Eduardo de Priestley, o el hombre de circunstancias

No puedo menos de contestar al señor de Priestley que el daño suyo estuvo, si hemos de hablar vulgarmente, en nacer desgraciado, mal que no tiene remedio; si hemos de raciocinar, en traer siempre trocadas las circunstancias; en no saber que mientras haya hombres la verdadera circunstancia es intrigar, estar bien emparentado, lucir más de lo que se tiene, mentir más de lo que se sabe, calumniar al que no puede responder, abusar de la buena fe, escribir en favor, y no en contra del que manda, tener una opinión muy marcada, aunque por dentro se desprecien todas, procurando que esa opinión que se tenga sea siempre la que haya de vencer, y vociferarla en tiempo y lugar oportunos; conocer a los hombres, mirarlos de puertas adentro como instrumentos, y tratarlos como amigos; cultivar la amistad de las bellas como terreno productivo; casarse a tiempo, y no por honradez, gratitud ni otras ilusiones; no enamorarse sino de dientes afuera, y eso de las cosas que puedan servir...

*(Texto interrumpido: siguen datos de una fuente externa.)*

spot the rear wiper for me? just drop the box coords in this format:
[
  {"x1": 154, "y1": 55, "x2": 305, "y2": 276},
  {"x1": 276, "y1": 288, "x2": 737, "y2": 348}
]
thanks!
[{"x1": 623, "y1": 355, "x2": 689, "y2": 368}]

Pero, santo Dios, gritará un rígido moralista, ¡qué cuadro! ¡Maquiavélicos principios! Fígaro no dice que sean buenos, señor moralista; pero tampoco Fígaro hizo el mundo como es, ni lo ha de enmendar, ni a variar el corazón humano alcanzarán todas las sentencias posibles. Las circunstancias hacen a los hombres hábiles lo que ellos quieren ser, y pueden con los hombres débiles; los hombres fuertes las hacen a su placer, o tomándolas como vienen sábenlas convertir en su provecho. ¿Qué son por consiguiente «las circunstancias»? Lo mismo que la fortuna: palabras vacías de sentido con que trata el hombre de descargar en seres ideales la responsabilidad de sus desatinos; las más veces, nada. Casi siempre el talento es todo.